03 Feb 2021
What do you think are the most common mistakes that you see beginner investors do and what would you like to advise them if you could?
I'm new to investing so I feel that if I can avoid mistakes by learning for seasoned investors, then wouldn't that be great? Haha. Cheers!
I find it helpful to categorize mistakes into three categories:
1) Mistakes that are the result of not knowing enough
2) Behavioral errors
3) “Mistakes” due to events/situations which would have been hard predict (e.g. acts of god or black swan events)
Example of a mistake in the first category. You buy into a particular REIT seeing as everyone is talking about it. Alas, because the REIT’s gearing ratio is close to the MAS regulated gearing limit, the REIT takes advantage of its currently high unit price to conduct a large rights issue. The rights issue happens at a steep discount to the last traded price and the REIT’s unit price tumbles. This may be the result of not knowing enough about REITs in general, and perhaps not following this particular REIT closely enough. To minimize such mistakes, our advice is to learn actively on your own as well as from more experienced investors.

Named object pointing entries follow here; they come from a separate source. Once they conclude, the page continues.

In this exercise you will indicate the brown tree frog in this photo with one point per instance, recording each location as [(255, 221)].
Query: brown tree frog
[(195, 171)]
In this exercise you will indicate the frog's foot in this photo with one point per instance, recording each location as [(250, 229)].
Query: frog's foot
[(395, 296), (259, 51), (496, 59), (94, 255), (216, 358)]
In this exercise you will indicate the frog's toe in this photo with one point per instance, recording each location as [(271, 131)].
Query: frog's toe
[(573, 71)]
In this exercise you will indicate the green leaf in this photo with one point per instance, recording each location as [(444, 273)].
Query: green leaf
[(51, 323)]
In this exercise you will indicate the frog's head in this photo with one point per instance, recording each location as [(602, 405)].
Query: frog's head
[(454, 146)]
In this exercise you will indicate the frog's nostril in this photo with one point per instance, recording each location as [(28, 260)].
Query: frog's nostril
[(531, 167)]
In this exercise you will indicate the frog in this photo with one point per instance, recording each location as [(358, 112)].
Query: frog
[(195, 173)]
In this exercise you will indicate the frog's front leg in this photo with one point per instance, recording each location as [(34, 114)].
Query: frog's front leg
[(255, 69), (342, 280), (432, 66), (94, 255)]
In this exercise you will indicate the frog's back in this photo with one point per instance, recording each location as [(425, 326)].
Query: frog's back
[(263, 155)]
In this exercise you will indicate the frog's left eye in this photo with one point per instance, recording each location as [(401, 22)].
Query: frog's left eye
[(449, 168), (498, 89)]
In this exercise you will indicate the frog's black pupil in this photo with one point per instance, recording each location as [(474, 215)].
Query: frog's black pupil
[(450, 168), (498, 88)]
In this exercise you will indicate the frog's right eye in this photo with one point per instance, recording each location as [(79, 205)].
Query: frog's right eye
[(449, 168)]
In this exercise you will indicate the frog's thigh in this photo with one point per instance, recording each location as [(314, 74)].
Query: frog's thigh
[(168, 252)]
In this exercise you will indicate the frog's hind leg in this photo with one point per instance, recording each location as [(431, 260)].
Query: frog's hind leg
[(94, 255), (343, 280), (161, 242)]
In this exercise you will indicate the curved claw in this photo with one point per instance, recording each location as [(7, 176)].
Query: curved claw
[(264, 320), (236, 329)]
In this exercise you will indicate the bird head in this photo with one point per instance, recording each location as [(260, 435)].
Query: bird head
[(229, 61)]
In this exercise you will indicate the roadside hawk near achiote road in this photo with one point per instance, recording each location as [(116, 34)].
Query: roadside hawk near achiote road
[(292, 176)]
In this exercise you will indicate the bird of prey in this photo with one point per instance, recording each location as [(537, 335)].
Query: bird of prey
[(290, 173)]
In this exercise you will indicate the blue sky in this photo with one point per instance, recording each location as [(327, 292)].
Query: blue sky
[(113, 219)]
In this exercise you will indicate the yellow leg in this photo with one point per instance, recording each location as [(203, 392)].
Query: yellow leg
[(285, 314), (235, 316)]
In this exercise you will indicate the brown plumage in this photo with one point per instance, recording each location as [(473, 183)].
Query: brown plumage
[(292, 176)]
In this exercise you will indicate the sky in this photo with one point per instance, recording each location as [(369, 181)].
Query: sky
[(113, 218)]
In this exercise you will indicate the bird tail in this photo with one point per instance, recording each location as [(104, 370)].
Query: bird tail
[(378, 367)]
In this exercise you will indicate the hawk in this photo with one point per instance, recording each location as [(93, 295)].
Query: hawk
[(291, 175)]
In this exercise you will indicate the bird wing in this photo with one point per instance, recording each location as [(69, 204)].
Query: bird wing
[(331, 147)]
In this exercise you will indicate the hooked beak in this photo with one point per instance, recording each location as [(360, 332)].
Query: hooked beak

For examples of behavioural errors, see this article: Behavioral Finance - Overview, Examples and Guide (corporatefinanceinstitute.com)
Example of a mistake in the third category. You own stocks in a manufacturing company. A natural disaster occurs and the company’s factories are decimated. The stock tanks.
A word of caution is that many investors have a tendency to attribute the bulk of their mistakes to this third category. By doing so, they relinquish any responsibility over the bad investing decision.
While there’ll always be things that happen that we couldn’t have predicted, it’s important to have an attitude that you could have done more research or been better prepared. In additional, it is also possible to minimize such company-specific risks if you have a sufficiently diversified portfolio as negative shocks from one stock tends to be offset by positive surprises from another stock within the portfolio over time.
In terms of advice for beginner investors, it’s important for you to decide what sort of investor you are.
Are you a casual investor who just wants a decent return? If so, go for a portfolio that is well-diversified. Use ETFs or mutual funds to get exposure (see our discussion: When to use Active Mutual Funds vs Passive ETFs - The InvestQuest). “Time spent in the market” is much more important than “timing the bottom of the market” (see “Step 3” of our article: For Our Singaporean Readers, 3 Ways To Level Up Your Investments - The InvestQuest)
Or are you planning to devote a lot of time and effort into constructing your portfolio? If you’re very interested in investing, read up lots (books, research reports, annual reports, fund newsletters). Try modelling a few companies on excel. Talk to enthusiastic individuals who will share their perspectives with you.